“侯管事,既然工坊不要我们继续在这里工作了?那我们家中自己纺织的布匹还收吗?”
“是啊,我们不在这里,那在家里做的布匹还要吗?”
那位侯管事瞧见他们那群情激愤的模样,他假模假样的小声安抚道。
“你们别着急,只要你们的布匹质量好,我们工坊还是一样的收,只是价格肯定没有之前高了。”
“你们也知道,如今的工坊也慢慢地开不下去了。”
听完这位侯管事的话后,这些工人相互对视一眼。
如此一来,他们就从之前的朋友关系,变成了如今的竞争对手。
那位侯管事瞧见他们那警惕的眼神,他的表情就变得高兴起来,如此看来,自家老爷的计谋应当是谋算成功了。
接下来就能看一出好戏了。
时光在不知不觉中来到五月初五端午日。
叶轩墨带着杨乾绪一行人身着便装来到甬江江畔。
一路走来,他们能够看到挑货的货郎在人群中穿梭;也有摆地摊的百姓正鼓弄着手中的拨浪鼓,希望能够吸引更多的客人;亦有那些表演胸口碎大石,油锅中取铜钱等杂技的卖艺人员。
虽然这些百姓的神态稍显疲惫,但收获钱财的喜悦之前足以冲散他们的疲惫。
叶轩墨望着甬江之中停放的龙舟,他神色恍惚,似是想起了当年。
杨乾绪瞧见叶轩墨那副忆往昔的神情,他自然猜到了叶轩墨心中所想,故而他便主动开口问道。
“子义,你这是怎么了?莫非是想起了当年?”
叶轩墨听到杨乾绪的问话,他神色认真的点点头。
“是啊,瞧见江中那些龙舟,我就想起了当年与几位兄长一起在南昌看的龙舟大赛,当时我还因此赚了几两银子呢。”

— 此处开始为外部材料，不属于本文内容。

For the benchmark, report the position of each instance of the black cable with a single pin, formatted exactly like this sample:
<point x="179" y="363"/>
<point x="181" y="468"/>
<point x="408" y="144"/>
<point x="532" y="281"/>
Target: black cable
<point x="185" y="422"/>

杨乾绪望着叶轩墨那怀念的神情,他便巧妙的转移了话题。
“子义,为兄听说你这次想要将市舶司的税收制度回调到代宗皇帝时期,此事当真?”
叶轩墨瞧见杨乾绪那严肃的眼神,他自然不可能骗他,当然也不可能告诉他,这一切都是陛下的想法。
自己只不过是陛下用来提出这个想法的工具。
故而叶轩墨非常认真的点头回应道。
“小弟不敢欺瞒文哲兄长,小弟心中确实有这些想法,但一切还是要看陛下的意见。”
杨乾绪看到叶轩墨那似乎不懂自己什么意思后,他便干脆挑明了自己的意见。
“子义,你不会不知道这里面的风险吧?”
“当年代宗皇帝为了推行他那新的市舶司税收制度杀了多少人啊?”
“当时朝中死谏者数十人,杖毙数十人,各地豪绅被锦衣卫杀了数百人,还抄了上百人的家,流放者过万,”

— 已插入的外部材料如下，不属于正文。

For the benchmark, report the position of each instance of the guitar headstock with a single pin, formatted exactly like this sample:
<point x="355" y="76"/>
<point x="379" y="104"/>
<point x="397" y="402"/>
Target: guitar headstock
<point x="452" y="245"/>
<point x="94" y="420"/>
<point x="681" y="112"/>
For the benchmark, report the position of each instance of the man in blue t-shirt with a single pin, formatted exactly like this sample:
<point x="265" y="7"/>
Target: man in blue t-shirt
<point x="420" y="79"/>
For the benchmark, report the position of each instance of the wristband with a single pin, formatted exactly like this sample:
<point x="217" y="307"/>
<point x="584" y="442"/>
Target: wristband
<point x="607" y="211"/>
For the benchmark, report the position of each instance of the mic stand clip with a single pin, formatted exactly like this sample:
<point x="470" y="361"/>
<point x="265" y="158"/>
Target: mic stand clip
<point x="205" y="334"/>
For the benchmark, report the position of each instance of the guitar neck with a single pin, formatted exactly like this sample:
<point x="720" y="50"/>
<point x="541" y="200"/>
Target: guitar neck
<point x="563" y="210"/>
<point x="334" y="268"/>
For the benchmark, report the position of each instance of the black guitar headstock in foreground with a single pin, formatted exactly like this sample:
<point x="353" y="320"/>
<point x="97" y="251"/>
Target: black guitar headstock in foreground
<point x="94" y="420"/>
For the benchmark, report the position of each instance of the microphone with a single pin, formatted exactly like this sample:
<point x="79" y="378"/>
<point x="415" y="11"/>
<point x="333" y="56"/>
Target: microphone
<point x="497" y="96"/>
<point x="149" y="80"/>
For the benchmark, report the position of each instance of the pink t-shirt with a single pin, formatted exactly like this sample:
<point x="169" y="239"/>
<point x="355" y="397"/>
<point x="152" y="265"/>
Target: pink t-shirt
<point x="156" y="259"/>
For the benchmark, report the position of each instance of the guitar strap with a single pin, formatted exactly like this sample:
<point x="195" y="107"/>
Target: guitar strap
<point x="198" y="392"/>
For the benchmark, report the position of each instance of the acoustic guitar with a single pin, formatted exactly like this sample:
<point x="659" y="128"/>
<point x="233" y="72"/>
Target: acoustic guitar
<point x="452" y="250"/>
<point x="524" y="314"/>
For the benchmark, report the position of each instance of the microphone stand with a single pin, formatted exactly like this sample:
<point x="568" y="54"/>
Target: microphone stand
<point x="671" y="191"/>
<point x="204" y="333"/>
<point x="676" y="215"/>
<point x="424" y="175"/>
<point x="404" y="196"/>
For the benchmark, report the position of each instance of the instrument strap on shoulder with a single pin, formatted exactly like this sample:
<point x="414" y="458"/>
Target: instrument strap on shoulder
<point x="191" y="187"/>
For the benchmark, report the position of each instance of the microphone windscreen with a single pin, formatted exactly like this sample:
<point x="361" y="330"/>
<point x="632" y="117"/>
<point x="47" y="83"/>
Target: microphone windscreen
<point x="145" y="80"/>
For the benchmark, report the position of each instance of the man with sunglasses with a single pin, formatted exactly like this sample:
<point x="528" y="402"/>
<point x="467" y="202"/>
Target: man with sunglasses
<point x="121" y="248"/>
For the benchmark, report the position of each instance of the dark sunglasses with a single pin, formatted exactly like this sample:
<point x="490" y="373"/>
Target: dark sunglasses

叶轩墨一听杨乾绪这话,他便指了指不远处的一间茶楼,示意他过去坐坐。
此举一出,杨乾绪便欣然同意。
双方落座后,叶轩墨主动拿起茶壶为杨乾绪倒了一杯茶。
杨乾绪瞧见叶轩墨的举动,他神色严肃的端起这杯茶饮了一口,然后继续转头看向叶轩墨,示意他不要转移话题。